I found a second set of turnbuckles made by Trackside Details-#TD-208 4/$4.00. Their website is still up and I purchase from him frequently. David Sciacca is the owner. Nice guy to work with, always answers e-mails when I have questions about parts and sizes. Promptly fills orders and delivers.


----------



## jimtyp (Jan 2, 2008)

Wow, thanks for the quick response!


----------



## Dwight Ennis (Jan 2, 2008)

You can also get Trackside Details turnbuckles at Warrior Run Locomotive Works. Clem owns the place, and he's a helluva nice guy to do business with.

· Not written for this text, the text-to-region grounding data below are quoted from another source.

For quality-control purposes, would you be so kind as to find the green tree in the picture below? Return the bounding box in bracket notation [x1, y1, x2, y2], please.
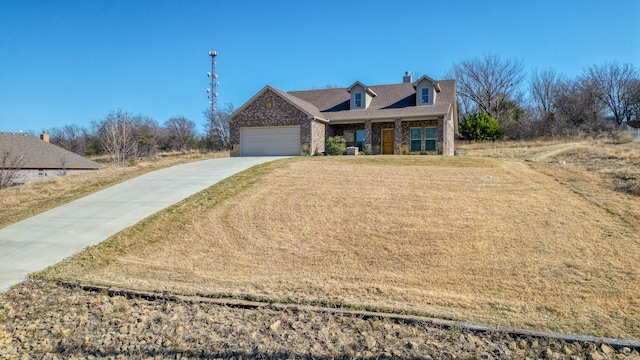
[459, 111, 504, 141]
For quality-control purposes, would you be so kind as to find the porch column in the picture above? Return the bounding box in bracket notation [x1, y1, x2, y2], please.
[437, 117, 444, 155]
[364, 120, 372, 155]
[394, 119, 402, 155]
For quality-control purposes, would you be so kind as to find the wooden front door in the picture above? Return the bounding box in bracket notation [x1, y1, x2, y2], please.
[382, 129, 394, 155]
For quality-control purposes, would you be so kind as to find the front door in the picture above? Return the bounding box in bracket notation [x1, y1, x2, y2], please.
[382, 129, 394, 155]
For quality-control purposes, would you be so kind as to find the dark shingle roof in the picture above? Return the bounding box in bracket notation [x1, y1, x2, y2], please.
[625, 120, 640, 129]
[288, 79, 455, 122]
[0, 132, 99, 169]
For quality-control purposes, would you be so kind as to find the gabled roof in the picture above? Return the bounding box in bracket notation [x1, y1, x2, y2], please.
[229, 85, 327, 123]
[346, 81, 378, 97]
[288, 79, 456, 122]
[413, 75, 441, 92]
[0, 132, 99, 169]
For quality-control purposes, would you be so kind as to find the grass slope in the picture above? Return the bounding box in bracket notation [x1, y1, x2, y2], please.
[40, 150, 640, 339]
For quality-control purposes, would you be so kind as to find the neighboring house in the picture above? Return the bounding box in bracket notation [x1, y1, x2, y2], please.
[228, 72, 457, 156]
[0, 131, 99, 185]
[606, 116, 640, 139]
[622, 120, 640, 139]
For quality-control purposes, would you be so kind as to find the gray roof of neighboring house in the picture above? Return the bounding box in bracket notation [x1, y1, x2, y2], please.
[0, 132, 99, 169]
[288, 79, 456, 122]
[625, 120, 640, 129]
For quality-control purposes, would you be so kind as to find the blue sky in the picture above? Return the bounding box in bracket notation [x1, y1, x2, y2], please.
[1, 0, 638, 133]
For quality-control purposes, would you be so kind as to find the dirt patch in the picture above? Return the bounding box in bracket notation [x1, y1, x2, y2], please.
[1, 280, 638, 359]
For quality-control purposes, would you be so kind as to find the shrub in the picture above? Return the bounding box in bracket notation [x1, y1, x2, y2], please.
[460, 111, 504, 141]
[326, 136, 346, 155]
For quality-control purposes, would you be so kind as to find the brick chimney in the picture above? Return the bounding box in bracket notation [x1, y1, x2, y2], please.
[40, 130, 49, 142]
[403, 71, 412, 83]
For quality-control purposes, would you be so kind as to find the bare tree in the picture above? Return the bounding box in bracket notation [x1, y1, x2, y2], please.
[135, 116, 161, 159]
[164, 117, 196, 151]
[59, 155, 68, 176]
[0, 151, 24, 189]
[530, 69, 561, 116]
[527, 69, 564, 137]
[204, 103, 234, 151]
[452, 54, 526, 121]
[586, 62, 640, 126]
[96, 110, 139, 166]
[554, 77, 606, 131]
[453, 55, 524, 120]
[48, 124, 95, 156]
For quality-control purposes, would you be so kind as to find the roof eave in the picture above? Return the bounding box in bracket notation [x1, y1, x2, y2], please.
[326, 113, 448, 124]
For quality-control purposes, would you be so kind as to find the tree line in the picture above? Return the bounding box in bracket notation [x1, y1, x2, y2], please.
[452, 55, 640, 141]
[42, 104, 234, 166]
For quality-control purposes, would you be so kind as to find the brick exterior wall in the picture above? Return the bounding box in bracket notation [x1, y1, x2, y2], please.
[400, 119, 441, 154]
[443, 107, 455, 155]
[231, 86, 457, 156]
[13, 169, 94, 185]
[311, 120, 326, 154]
[370, 122, 394, 155]
[229, 89, 313, 156]
[327, 123, 365, 149]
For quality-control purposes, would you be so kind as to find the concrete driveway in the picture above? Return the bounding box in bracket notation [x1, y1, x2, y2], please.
[0, 156, 286, 291]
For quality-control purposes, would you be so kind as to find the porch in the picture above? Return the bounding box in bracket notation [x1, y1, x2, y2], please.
[326, 118, 445, 155]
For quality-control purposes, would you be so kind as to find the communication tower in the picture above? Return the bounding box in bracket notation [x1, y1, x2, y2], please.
[206, 51, 219, 113]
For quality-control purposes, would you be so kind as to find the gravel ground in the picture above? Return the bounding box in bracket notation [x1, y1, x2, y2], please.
[1, 280, 638, 359]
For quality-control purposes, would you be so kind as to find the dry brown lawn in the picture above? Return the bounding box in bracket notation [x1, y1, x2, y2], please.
[42, 144, 640, 339]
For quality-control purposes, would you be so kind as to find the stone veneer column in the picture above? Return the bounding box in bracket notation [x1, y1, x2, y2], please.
[364, 120, 372, 155]
[437, 117, 444, 155]
[394, 119, 402, 155]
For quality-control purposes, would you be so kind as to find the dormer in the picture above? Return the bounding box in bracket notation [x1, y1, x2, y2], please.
[413, 75, 441, 106]
[346, 81, 377, 110]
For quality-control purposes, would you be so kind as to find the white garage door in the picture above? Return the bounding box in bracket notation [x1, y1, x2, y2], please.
[240, 126, 300, 156]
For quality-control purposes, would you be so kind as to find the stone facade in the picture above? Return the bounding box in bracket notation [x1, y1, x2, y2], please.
[370, 122, 394, 155]
[13, 169, 93, 185]
[229, 89, 314, 156]
[311, 121, 326, 154]
[443, 108, 456, 156]
[230, 78, 457, 156]
[401, 119, 441, 154]
[326, 123, 365, 149]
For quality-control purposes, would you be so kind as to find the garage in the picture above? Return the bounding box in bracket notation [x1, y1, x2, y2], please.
[240, 126, 301, 156]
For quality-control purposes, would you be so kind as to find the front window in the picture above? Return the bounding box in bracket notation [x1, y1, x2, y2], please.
[355, 93, 362, 108]
[410, 128, 422, 152]
[421, 88, 429, 104]
[425, 127, 436, 151]
[356, 129, 365, 151]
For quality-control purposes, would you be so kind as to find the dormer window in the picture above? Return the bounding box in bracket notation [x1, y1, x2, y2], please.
[413, 75, 441, 106]
[421, 88, 429, 104]
[347, 81, 377, 110]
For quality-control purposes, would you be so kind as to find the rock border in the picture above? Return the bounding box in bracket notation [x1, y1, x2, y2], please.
[58, 281, 640, 351]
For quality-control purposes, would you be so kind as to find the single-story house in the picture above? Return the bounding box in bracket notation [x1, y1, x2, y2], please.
[228, 72, 457, 156]
[622, 120, 639, 138]
[0, 131, 99, 186]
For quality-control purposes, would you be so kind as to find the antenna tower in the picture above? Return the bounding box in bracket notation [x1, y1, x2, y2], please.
[207, 51, 219, 114]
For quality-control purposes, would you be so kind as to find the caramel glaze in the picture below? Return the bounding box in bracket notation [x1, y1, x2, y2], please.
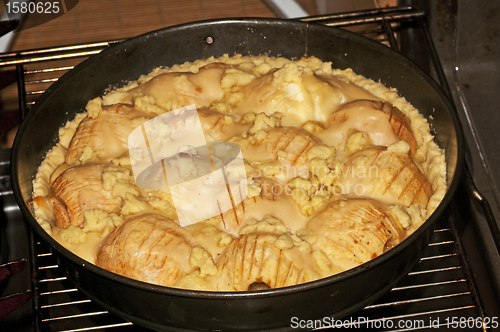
[33, 57, 439, 291]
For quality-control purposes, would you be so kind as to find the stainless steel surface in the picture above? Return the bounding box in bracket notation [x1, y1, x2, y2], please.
[0, 148, 33, 331]
[1, 5, 499, 331]
[439, 1, 500, 217]
[411, 0, 500, 252]
[415, 0, 500, 320]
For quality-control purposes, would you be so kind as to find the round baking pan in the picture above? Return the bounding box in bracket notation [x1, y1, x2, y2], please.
[11, 18, 464, 331]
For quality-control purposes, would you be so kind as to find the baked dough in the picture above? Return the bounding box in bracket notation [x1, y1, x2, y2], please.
[32, 55, 446, 291]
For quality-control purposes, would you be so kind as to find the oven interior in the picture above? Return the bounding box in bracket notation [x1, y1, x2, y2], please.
[1, 3, 500, 331]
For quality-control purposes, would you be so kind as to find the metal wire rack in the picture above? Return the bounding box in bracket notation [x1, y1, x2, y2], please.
[0, 6, 495, 331]
[32, 216, 486, 331]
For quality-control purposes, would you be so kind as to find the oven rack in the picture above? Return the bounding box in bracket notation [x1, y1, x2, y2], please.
[32, 216, 486, 331]
[0, 6, 496, 331]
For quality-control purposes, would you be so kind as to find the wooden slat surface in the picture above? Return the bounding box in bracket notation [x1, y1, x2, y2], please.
[8, 0, 279, 51]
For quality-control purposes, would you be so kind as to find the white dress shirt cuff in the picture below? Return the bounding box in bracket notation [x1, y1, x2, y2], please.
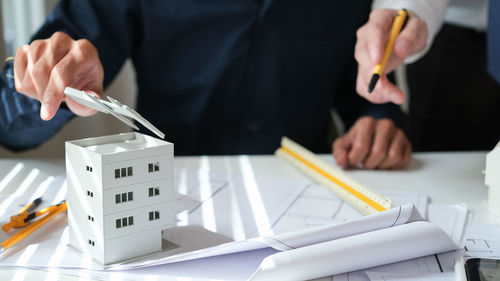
[372, 0, 450, 63]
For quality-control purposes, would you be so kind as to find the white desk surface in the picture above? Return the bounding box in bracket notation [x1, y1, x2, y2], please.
[0, 152, 498, 280]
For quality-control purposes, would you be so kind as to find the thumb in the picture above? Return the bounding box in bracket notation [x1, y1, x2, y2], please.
[64, 90, 101, 117]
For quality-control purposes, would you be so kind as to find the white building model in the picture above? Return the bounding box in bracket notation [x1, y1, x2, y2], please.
[485, 140, 500, 218]
[65, 132, 174, 264]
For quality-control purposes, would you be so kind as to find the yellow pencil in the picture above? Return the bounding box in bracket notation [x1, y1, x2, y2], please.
[0, 201, 67, 253]
[367, 9, 408, 94]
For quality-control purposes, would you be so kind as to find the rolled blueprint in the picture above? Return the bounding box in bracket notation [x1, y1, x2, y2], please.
[250, 221, 459, 281]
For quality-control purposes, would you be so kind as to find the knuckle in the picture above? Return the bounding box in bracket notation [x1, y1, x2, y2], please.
[360, 116, 375, 125]
[75, 39, 97, 55]
[370, 147, 384, 159]
[388, 149, 401, 162]
[378, 118, 395, 129]
[51, 31, 70, 42]
[29, 39, 44, 50]
[353, 141, 368, 154]
[27, 41, 45, 60]
[15, 45, 28, 60]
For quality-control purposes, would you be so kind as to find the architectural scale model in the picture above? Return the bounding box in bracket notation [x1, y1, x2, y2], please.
[64, 87, 173, 265]
[485, 140, 500, 218]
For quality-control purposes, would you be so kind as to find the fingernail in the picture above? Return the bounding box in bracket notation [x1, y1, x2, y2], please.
[41, 104, 49, 120]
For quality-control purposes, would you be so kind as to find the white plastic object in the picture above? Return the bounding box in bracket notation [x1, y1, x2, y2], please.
[64, 87, 165, 139]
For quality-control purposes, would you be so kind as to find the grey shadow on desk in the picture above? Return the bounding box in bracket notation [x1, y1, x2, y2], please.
[162, 225, 233, 252]
[342, 158, 424, 172]
[405, 158, 424, 171]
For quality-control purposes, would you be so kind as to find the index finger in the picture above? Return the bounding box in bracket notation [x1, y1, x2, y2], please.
[13, 45, 30, 94]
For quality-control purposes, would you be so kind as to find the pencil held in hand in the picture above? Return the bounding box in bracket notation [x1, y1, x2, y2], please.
[368, 9, 408, 94]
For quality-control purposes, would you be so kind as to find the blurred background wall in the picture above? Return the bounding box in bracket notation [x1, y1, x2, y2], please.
[0, 0, 137, 158]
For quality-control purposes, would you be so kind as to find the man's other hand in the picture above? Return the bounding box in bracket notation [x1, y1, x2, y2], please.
[14, 32, 104, 120]
[355, 9, 427, 104]
[332, 117, 411, 169]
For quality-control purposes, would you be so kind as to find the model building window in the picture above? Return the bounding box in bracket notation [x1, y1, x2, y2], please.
[87, 190, 94, 197]
[115, 166, 133, 179]
[149, 211, 160, 221]
[115, 192, 133, 204]
[116, 216, 134, 229]
[148, 162, 160, 173]
[148, 187, 160, 197]
[88, 215, 94, 221]
[86, 165, 93, 172]
[88, 239, 95, 246]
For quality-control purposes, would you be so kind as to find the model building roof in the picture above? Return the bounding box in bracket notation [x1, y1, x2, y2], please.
[67, 132, 172, 155]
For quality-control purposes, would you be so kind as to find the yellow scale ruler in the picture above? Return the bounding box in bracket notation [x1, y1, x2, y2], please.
[275, 137, 391, 215]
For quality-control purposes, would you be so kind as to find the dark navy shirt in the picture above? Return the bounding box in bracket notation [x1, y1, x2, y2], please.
[0, 0, 404, 155]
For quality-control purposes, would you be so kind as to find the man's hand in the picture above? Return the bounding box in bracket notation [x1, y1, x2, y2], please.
[14, 32, 104, 120]
[355, 9, 428, 104]
[332, 117, 411, 169]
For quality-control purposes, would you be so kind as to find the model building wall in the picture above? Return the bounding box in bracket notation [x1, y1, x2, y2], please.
[66, 132, 174, 265]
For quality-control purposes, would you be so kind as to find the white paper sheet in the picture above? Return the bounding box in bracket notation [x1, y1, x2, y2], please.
[366, 271, 455, 281]
[332, 204, 470, 281]
[250, 221, 458, 281]
[464, 223, 500, 259]
[269, 183, 429, 234]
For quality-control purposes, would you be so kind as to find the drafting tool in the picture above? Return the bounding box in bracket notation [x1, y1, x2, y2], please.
[1, 200, 67, 253]
[64, 87, 165, 139]
[2, 198, 43, 232]
[275, 137, 391, 215]
[368, 9, 408, 94]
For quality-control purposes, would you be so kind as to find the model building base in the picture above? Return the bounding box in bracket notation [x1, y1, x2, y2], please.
[485, 140, 500, 218]
[65, 132, 174, 265]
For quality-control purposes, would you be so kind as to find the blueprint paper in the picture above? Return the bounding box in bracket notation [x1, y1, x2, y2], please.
[268, 183, 429, 234]
[249, 221, 458, 281]
[464, 223, 500, 259]
[112, 204, 421, 269]
[0, 163, 461, 281]
[332, 204, 469, 281]
[366, 271, 455, 281]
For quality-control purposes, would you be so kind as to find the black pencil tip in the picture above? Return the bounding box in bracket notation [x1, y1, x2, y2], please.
[367, 74, 380, 94]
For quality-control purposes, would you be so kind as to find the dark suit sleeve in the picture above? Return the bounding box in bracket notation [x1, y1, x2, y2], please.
[334, 61, 406, 132]
[0, 0, 139, 151]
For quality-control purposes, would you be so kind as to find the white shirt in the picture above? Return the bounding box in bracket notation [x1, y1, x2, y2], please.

* Direct Link to the turnbuckles
*


----------



## K.A.Simpson (Mar 6, 2008)

Try a modeles shipyard for parts. I am not sure how they compare for price, Here is an example site from Oz http://www.modelshipyard.com.au/searchResults.asp You would have a shop close to yo home.
These sites are great if you want flat car loads of cargoconsisting of propellers, anchors, cannons, etc
Regards Andrew


----------



## xo18thfa (Jan 2, 2008)

Posted By jimtyp on 22 Dec 2010 11:15 AM 
Anyone know where I could get some turnbuckles? I know that Ozark makes the white metal but I'd rather they be brass or a material I could solder.

Or anyone make their own turnbuckles? 


The white metal that Ozark uses in thier castings soft solders very well. I use 50/50 solid wire solder with paste flux. Very slow and gentle heat.


----------